COMMENTS | Omeleto Drama
Omeleto Drama Omeleto Drama
57.7K subscribers
1,771 views
0

 Published On Mar 4, 2024

An anxious teenage girl is bullied on social media -- and struggles to fight back.


COMMENTS is used with permission from Danielle Baynes. Learn more at https://commentsfilm.com.


Maddie is an anxious young teenager who is typical of her age in many ways. Tethered to her phone, she posts on social media and interacts with her friends on the apps as well.

But one evening after school, Maddie begins getting hostile, mean comments from a cyber bully. Despite Maddie's attempts to mollify, ignore or fight back, the bully is relentless -- and no matter what she does or where she goes, she finds no escape.

Directed and written by Danielle Baynes, this short drama evokes the punishing, insidious way that young teenagers are affected by poisonous social media noise and bullying, using the uniquely elastic ability of cinema to capture both inner and outer experiences. Maddie may just be lying in her bed or sitting at a table looking at her phone on one level of reality. But internally, there's a battle for her well-being, self-esteem and peace of mind happening, with each blow sinking her deeper into an online vortex that's increasingly harder to climb out of.

Visually, the film uses a muted naturalism that speaks to Maddie's everyday, contemporary reality as she walks home, sits in her room and browses through her apps and socials. But when she begins getting cruel comments about her appearance online, the visuals shift to a more vivid, antiseptically stark mode, where Maddie is battered, beaten and tossed about. It's a big risk, but it works here, thanks to stellar craftsmanship and storytelling.

The film may be nearly wordless in spoken dialogue, but its narrative propulsion is tightly tethered to Maddie's emotional life. As a result, we get a visceral sense of just how deeply Maddie is affected by what she sees online, from reading the words of her tormentor to seeing other girls with more makeup and skin showing getting attention.
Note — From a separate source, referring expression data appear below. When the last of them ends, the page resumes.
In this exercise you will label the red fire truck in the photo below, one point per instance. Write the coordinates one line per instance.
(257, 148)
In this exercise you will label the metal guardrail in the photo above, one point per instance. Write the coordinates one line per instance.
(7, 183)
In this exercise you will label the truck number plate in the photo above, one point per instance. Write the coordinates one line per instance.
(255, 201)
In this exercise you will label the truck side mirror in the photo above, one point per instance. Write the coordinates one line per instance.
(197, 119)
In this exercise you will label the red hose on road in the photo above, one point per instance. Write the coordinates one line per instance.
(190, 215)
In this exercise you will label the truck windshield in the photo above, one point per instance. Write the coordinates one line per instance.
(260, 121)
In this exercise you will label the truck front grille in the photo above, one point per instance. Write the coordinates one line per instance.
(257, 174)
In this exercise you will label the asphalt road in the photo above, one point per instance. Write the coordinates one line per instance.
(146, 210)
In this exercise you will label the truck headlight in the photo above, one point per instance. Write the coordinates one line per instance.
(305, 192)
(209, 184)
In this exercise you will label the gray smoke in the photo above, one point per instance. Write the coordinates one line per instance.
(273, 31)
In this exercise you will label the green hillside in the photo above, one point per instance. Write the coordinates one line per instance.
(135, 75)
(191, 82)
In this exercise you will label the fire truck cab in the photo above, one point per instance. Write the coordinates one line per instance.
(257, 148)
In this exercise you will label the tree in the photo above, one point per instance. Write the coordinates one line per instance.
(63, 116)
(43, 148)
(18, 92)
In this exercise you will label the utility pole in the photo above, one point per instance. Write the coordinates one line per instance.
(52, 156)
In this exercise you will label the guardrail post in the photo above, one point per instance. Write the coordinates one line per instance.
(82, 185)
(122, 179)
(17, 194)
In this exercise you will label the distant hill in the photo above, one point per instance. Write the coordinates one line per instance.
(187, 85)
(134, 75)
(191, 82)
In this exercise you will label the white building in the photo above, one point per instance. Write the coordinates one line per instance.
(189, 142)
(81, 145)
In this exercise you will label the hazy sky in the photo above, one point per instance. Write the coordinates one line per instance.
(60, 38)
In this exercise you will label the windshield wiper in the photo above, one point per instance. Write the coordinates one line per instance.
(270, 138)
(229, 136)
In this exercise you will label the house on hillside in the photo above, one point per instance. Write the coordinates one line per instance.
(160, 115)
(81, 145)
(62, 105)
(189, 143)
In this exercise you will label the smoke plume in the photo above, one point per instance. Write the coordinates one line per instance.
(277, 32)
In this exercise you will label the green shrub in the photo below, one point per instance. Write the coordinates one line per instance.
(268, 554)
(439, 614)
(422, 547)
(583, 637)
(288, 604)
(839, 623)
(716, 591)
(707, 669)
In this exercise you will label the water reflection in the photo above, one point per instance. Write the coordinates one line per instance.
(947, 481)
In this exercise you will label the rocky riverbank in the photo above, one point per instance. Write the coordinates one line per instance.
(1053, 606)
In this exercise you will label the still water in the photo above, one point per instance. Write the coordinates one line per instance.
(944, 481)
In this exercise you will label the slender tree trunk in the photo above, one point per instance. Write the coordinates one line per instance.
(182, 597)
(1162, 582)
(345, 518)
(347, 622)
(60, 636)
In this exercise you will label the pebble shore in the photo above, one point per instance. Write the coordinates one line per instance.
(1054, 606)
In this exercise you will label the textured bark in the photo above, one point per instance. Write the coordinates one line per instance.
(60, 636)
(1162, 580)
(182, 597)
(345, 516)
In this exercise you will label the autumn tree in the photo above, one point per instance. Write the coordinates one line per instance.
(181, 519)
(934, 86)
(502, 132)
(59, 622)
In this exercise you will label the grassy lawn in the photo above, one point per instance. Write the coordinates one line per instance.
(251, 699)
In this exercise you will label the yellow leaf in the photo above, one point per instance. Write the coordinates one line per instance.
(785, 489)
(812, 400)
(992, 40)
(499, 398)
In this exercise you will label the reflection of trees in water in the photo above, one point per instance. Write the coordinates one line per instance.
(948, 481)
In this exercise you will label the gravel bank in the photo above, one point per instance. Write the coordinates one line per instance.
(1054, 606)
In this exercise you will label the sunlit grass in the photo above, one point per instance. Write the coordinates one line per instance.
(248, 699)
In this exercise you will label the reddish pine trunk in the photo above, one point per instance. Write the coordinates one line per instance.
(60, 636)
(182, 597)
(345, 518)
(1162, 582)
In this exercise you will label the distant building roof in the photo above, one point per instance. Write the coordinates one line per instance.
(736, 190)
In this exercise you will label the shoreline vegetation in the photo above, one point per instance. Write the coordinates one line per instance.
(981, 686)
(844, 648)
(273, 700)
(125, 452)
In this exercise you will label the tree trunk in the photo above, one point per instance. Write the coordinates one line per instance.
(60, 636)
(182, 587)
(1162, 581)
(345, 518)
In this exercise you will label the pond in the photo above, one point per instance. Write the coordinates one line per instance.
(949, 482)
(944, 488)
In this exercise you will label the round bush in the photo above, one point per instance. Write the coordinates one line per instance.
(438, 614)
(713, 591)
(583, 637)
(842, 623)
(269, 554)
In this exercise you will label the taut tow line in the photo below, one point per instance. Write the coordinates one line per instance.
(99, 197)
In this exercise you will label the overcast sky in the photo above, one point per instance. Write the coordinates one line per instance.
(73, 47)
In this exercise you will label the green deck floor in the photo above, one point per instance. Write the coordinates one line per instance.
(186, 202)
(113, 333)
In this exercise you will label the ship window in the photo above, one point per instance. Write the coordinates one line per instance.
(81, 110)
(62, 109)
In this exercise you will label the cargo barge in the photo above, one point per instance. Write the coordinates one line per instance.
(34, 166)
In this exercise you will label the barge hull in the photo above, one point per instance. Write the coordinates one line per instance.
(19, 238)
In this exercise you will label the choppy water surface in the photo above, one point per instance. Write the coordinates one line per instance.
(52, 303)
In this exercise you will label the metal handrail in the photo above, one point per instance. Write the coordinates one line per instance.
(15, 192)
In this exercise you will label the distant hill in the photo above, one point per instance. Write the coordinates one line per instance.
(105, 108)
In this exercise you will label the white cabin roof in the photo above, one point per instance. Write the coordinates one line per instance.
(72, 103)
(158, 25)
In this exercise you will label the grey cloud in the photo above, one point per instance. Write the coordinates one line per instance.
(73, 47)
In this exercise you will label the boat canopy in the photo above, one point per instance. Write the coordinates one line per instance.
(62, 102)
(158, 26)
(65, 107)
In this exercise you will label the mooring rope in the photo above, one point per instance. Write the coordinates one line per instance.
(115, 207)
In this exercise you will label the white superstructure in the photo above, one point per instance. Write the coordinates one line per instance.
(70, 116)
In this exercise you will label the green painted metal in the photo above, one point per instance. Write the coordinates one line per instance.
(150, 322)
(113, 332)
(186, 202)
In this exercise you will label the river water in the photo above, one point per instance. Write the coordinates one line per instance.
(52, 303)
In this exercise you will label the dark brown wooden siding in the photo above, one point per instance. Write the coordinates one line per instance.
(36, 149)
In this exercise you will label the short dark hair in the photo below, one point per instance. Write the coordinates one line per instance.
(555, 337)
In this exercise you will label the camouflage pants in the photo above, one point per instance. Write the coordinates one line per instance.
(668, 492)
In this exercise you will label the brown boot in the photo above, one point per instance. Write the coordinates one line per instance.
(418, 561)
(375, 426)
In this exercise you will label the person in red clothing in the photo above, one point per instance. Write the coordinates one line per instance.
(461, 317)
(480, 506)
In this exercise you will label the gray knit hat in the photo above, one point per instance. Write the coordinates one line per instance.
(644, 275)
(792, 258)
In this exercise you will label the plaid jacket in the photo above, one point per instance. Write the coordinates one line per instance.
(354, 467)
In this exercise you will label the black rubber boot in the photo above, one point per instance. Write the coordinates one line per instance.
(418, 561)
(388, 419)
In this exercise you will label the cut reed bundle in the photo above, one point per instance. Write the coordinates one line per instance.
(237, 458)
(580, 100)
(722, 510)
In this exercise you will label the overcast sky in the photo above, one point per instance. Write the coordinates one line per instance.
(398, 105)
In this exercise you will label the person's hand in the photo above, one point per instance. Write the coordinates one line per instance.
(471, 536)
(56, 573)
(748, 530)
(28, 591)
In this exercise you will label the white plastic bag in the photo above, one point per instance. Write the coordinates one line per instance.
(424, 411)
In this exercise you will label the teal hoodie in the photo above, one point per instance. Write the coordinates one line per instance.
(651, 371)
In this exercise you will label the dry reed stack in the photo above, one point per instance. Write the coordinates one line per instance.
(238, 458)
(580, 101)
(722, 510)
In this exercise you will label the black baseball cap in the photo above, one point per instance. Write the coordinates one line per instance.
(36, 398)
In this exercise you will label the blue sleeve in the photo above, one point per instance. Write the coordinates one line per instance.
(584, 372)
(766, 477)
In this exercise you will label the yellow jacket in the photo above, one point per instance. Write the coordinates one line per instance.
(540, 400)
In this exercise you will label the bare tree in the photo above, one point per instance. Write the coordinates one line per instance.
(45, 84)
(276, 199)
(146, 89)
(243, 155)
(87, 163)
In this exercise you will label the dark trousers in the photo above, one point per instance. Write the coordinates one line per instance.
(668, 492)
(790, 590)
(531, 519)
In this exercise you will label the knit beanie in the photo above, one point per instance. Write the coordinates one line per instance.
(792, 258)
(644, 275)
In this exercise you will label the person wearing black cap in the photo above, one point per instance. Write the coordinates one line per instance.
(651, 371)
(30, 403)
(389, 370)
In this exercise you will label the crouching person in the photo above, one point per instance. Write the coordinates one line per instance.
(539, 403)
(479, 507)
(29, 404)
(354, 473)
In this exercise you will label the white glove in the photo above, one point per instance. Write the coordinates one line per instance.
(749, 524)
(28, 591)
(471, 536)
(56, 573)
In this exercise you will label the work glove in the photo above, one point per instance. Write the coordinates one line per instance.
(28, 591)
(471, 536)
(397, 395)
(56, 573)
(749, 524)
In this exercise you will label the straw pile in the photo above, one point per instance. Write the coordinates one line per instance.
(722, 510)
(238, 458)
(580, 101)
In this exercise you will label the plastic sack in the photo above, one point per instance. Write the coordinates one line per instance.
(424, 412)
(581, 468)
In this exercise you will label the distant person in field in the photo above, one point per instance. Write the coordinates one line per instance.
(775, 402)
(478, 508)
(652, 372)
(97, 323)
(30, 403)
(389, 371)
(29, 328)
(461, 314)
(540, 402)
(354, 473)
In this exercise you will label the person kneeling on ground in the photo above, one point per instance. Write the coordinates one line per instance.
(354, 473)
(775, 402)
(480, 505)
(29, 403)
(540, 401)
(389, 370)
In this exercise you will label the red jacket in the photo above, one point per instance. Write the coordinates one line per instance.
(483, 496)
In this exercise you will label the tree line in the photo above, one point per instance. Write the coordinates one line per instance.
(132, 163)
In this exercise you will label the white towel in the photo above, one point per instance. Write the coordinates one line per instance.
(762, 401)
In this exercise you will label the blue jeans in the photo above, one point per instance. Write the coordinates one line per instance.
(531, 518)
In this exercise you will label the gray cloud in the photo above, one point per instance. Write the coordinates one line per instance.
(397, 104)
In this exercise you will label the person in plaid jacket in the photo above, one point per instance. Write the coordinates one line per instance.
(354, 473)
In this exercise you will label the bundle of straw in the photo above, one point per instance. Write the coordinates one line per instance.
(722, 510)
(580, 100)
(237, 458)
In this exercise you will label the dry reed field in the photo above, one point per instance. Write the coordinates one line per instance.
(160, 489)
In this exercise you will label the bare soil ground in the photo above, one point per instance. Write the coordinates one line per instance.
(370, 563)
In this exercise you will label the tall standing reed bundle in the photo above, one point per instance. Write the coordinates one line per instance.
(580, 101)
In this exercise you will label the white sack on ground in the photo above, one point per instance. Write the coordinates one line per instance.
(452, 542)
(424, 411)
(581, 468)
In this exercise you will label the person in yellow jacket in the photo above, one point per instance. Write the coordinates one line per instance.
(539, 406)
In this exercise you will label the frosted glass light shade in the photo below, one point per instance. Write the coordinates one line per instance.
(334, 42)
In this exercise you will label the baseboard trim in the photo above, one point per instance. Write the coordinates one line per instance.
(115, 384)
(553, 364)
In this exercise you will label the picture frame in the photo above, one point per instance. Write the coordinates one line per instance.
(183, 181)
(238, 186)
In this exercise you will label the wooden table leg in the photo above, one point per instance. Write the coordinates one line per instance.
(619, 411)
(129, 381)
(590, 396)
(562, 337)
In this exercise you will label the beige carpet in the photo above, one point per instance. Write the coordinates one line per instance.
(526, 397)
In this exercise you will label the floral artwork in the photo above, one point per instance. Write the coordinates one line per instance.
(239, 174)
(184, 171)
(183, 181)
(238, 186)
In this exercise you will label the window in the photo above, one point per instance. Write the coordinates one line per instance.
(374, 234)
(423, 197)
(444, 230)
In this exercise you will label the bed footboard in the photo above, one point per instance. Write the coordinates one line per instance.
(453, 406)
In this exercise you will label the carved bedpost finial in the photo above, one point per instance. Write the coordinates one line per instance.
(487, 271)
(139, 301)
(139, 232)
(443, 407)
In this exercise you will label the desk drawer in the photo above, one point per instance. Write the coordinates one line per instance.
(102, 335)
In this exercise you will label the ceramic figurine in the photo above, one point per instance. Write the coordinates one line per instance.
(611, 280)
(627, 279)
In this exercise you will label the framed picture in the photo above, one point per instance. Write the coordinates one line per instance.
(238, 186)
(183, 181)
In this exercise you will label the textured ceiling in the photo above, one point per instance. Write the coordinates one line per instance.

Actor Rachel Pengilly has only a few lines of dialogue in the film, but she has an innate expressiveness and sensitivity in her performance that captures the raw, increasingly painful emotions bubbling underneath the surface. As the bullying and harassment escalate, Maddie finds it harder to detach, even as her sense of self-esteem deteriorates.

Beyond its compassion and compelling storytelling, COMMENTS succeeds because it captures how a significant portion of a younger generation's emotional and social life exists primarily via smartphones, social media and texts. But it ends with a conversation between Maddie and her father in real life, reminding her -- and us -- that no one needs to be alone as they grapple with the aggression and attacks of bullying, which continues even when the notifications are silenced or the phone is put away. In the cloistered inner reality of online life, it's all too easy to believe we're alone and disconnected from love and support, but in real life, we don't have to be.